Пошла я к Дроздовой.
– Я полюбила вас, и вы мне нравитесь, особенно ваша проповедь сверхправия.
– Спасибо, это мне лестно.
– Будете говорить мне правду.
– Обещаю.
– Вы очень интересуетесь Орловским?
– Как и многими другими, не больше. Я с ним весело болтаю.
– И только – только?
– Решительно только.
– И сердце ваше не затронуто?
– О, нисколько!
– Вы знаете, за вас он избил Волгина.
– Слышала. Да этого негодяя за многих надо было избить.
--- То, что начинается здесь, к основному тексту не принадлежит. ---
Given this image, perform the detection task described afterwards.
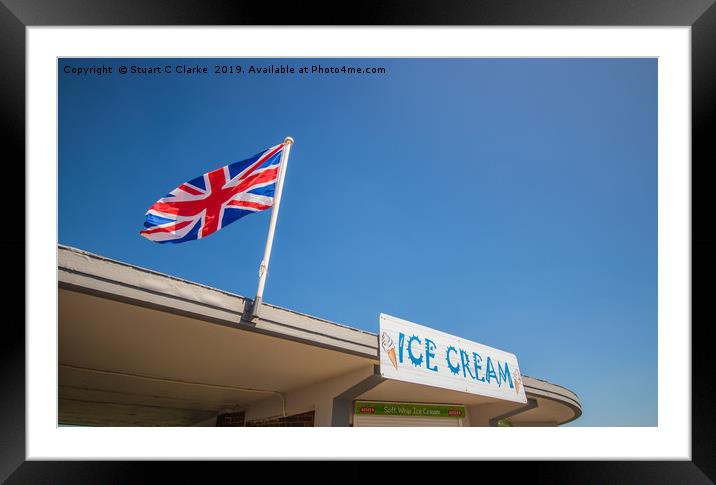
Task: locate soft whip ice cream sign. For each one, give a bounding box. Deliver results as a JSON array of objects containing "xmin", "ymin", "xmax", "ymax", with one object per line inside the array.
[{"xmin": 379, "ymin": 313, "xmax": 527, "ymax": 403}]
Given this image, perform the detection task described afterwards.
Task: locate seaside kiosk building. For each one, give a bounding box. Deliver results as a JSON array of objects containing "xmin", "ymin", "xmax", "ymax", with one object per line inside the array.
[{"xmin": 58, "ymin": 245, "xmax": 582, "ymax": 426}]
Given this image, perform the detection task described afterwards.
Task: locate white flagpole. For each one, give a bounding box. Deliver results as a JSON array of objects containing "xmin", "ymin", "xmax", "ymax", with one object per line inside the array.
[{"xmin": 249, "ymin": 136, "xmax": 293, "ymax": 320}]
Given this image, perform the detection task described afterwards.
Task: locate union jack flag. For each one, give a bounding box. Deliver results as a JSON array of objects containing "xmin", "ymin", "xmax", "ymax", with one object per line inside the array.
[{"xmin": 140, "ymin": 143, "xmax": 285, "ymax": 243}]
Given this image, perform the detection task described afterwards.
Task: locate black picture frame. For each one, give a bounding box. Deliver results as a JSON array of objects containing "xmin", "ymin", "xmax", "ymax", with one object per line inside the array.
[{"xmin": 0, "ymin": 0, "xmax": 716, "ymax": 483}]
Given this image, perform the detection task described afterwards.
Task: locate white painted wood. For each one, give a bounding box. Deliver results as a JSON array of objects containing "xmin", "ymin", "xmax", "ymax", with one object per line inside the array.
[{"xmin": 378, "ymin": 314, "xmax": 527, "ymax": 403}]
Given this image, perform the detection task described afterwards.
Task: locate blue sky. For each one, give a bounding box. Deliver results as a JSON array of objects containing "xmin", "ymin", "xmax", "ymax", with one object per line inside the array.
[{"xmin": 58, "ymin": 59, "xmax": 658, "ymax": 426}]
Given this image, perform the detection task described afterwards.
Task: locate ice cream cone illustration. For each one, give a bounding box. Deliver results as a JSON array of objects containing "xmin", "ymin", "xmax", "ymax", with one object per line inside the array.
[{"xmin": 380, "ymin": 332, "xmax": 398, "ymax": 370}]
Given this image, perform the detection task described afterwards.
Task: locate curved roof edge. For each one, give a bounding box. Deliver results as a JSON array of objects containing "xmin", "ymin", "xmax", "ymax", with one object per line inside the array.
[{"xmin": 57, "ymin": 244, "xmax": 582, "ymax": 424}]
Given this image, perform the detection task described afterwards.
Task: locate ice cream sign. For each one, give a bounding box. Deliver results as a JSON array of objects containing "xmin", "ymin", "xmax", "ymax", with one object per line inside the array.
[{"xmin": 379, "ymin": 313, "xmax": 527, "ymax": 403}]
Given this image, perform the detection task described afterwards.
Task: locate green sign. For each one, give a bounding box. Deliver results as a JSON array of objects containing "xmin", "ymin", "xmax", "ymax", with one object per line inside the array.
[{"xmin": 355, "ymin": 401, "xmax": 465, "ymax": 419}]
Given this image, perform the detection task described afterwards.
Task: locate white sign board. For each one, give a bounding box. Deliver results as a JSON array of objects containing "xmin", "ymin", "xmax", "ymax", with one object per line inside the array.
[{"xmin": 379, "ymin": 313, "xmax": 527, "ymax": 403}]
Надо сказать, что в кружке был молодой Орловский, только что окончивший Институт путей сообщения. Он был недурен: блондин, с ясными ласковыми голубыми глазами, кудрявый, румяный, всегда с хорошей улыбкой, всегда веселый, остроумный. Мы с ним много болтали и частенько хохотали до слез, так как я была веселого нрава и большая болтушка. Кроме этой болтовни и одного его стихотворения, поднесенного мне и осмеянного мною ко всеобщей потехе, между нами ничего не было. [Он как-то пришел за мной в Казанский собор, туда я заходила по дороге с курсов (они были на Гороховой улице рядом с училищем глухонемых) и поверяла нашей заступнице свои радости и горести. Вот он и написал по этому поводу стихи, я думала, что своими стихами он желает высмеять мою религиозность, и жестоко отчитала его.]